Ao finalizar o supracitado .doc (ligado ao Oriente Médio) que estreou aqui no www.mubi.com, Rosi filmou "In Viaggio". Seu roteiro se debruça sobre o sentido simbólico das jornadas do Papa Francisco (1936-2025), que viajou por 37 países, do Oriente Médio, pela América, África e Sudeste Asiático, discutindo temas centrais da atualidade - pobreza, natureza, migração, guerra e intolerância - em suas homilias. Rossi parte dos sermões do Sumo Pontífice para analisar como suas palavras refletem a realidade. Ali começou o périplo de "Sotto Le Nuvole".

"Assumi a responsabilidade de fazer um tipo de cinema que defende causas: no caso, dar visibilidade a pessoas de quem mídia desdenha ou que enquadra sobre arquétipos", disse Rosi, ao Correio quando ganhou o Urso de Ouro por "Fogo no Mar", um estudo sobre imigrantes que lhe rendeu uma indicação ao Oscar.

Jens Koch/Berlinale.De - Gianfranco Rosi, cineasta italiano

A produção que ele levou a Veneza, cujo título significa "Debaixo das Nuvens", Nápoles luta contra duas ameaças vulcânicas: o Vesúvio e o Campi Flegrei. Em meio a tremores cada vez mais intensos, arqueólogos trabalham enquanto os moradores vivem ansiosos, assombrados pelo destino que outra cidade, Pompéia, teve no passado, ao ser arrasada pela lava. O desafio do povo napolitano é contar com a eficácia dos serviços de emergência, que se esforçam como podem, mas nem sempre vencem as demandas. A escolha de um cinema antigo como signo de um patrimônio cultural em erosão é uma das imagens mais tocantes de "Sotto Le Nuvole".

"A instância poética da narrativa documental é a liberdade de se ver diante de um mundo palpável, belo, mas com cicatrizes", disse Rosi em uma entrevista em um festival no Qatar. "Eu venho da tradição de Roberto Rossellini (pioneiro do neorrealismo). Tenho identidade italiana. A Itália tem uma tradição muito forte de documentaristas e também de diretores que misturaram a realidade com a ficção criando, entre outras coisas, a estética neorrealista. Foi um movimento revolucionou o cinema nos anos 1940 buscando a veracidade como cerne estético. Não é desta linhagem que eu venho, embora eu a respeite muito. Estudei nos EUA e me formei no mundo. Referências deste ou daquele cineasta são úteis só até o momento em que você liga a câmera pela primeira vez: dali pra diante só tem você. Esse "eu lírico", que eu sou com a câmera, é alguém que tenta entender o que existe de verdadeiro e de falso por trás de cada gesto e de cada palavra que registro. O que me deixa compreender isso: o ambiente à minha volta. Meus 'protagonistas' são os lugares em que filmo".

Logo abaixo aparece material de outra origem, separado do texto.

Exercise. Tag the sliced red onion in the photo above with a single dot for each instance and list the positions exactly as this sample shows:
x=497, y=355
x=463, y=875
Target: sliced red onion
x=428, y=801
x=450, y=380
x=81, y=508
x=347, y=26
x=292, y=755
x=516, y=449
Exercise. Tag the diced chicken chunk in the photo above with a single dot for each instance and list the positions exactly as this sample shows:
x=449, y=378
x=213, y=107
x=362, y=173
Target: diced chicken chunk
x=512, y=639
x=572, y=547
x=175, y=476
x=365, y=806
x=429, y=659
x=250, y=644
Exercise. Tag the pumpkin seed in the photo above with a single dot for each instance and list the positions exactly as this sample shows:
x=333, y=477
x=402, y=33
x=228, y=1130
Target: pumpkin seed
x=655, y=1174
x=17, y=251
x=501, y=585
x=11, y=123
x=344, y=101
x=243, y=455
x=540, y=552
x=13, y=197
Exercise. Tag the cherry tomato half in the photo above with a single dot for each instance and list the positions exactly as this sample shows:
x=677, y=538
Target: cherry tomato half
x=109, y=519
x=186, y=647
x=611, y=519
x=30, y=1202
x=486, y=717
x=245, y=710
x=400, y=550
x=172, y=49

De tudo de bom que passou por Veneza de quarta-feira passada até agora, nada encantou mais a crítica do que o empenho do campeão de bilheteria Dwayne Johnson (outrora The Rock) para alcançar outro patamar profissional com "Coração de Lutador - The Smashing Machine", sobre o ás dos ringues Mark Kerr. Esse "Rocky Balboa" da luta livre é dirigido por Benny Safdie, cineasta e ator que enfrenta Adam Sandler no recente "Um Maluco no Golfe 2", da Netflix. No sábado, o festival anuncia sua premiação, com a atriz Fernanda Torres no júri.